The urgent need for a pony registration scheme on Bodmin Moor in Cornwall was highlighted last week when a motorcyclist collided with a pony on the moor.
The pony, which had been running loose, had to be put down at the scene after suffering serious leg injuries.
The motorcyclist, 44, from St Cleer, was airlifted to hospital by police helicopter. He suffered a number of fractures and police reported his condition as “serious but stable”.
The collision occurred on the road between Common Moor and Minions, near Liskeard.
The owner of the pony has not been identified and, according to a DEFRA spokesman, there is no organisation responsible for tracing the owner.
Maureen Rolls, a spokesman for South West Equine Protection, which specialises in helping wild moorland ponies on Dartmoor and Bodmin, stressed there was a need for a proper owner registration scheme.
“I’ve been campaigning for a registration scheme for a long time,” Rolls said. “I was told that it would be OK when passports came in — that they would control it. But it hasn’t made any difference.”
Some 350 to 400 horses and ponies, of no particular breed, graze on Bodmin moor. According to Lorna Stevenson, a local DEFRA vet, the lack of a registration scheme stems from the moor having no governing authority. Unlike Dartmoor and Exmoor national parks, for example, Bodmin has relied upon national laws for identification.
“As part of the Dartmoor Commons Act 1985, the ponies have to be marked — some are tagged, but most are branded,” said Eamon Crowe, Dartmoor Commons team leader.
“If accidents happen, some owners claim against car drivers — it depends how the animals were hit. There is usually quite a dialogue between drivers and pony owners.”

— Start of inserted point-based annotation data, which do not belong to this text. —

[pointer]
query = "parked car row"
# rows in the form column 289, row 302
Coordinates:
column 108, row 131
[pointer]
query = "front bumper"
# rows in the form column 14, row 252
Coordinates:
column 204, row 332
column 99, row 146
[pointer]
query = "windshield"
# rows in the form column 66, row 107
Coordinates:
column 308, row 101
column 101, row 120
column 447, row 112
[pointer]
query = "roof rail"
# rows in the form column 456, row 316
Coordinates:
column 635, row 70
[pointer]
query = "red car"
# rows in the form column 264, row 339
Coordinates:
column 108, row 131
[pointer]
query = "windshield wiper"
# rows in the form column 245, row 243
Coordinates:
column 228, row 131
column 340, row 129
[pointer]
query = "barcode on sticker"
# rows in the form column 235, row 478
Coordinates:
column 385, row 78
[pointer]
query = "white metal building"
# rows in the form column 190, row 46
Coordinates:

To address the problem of identifying owners, Cornwall County Council is considering passing a by-law covering a registration scheme, following the introduction of a DEFRA stewardship scheme, aimed at reducing animals grazing the moor.
The Bodmin Moor Commoners, meanwhile, have formed a council and expect to be granted statutory powers next year.
“Once the council has these powers it will be able to insist ponies are properly marked,” said Commoners’ council interim chairman Roy Brown.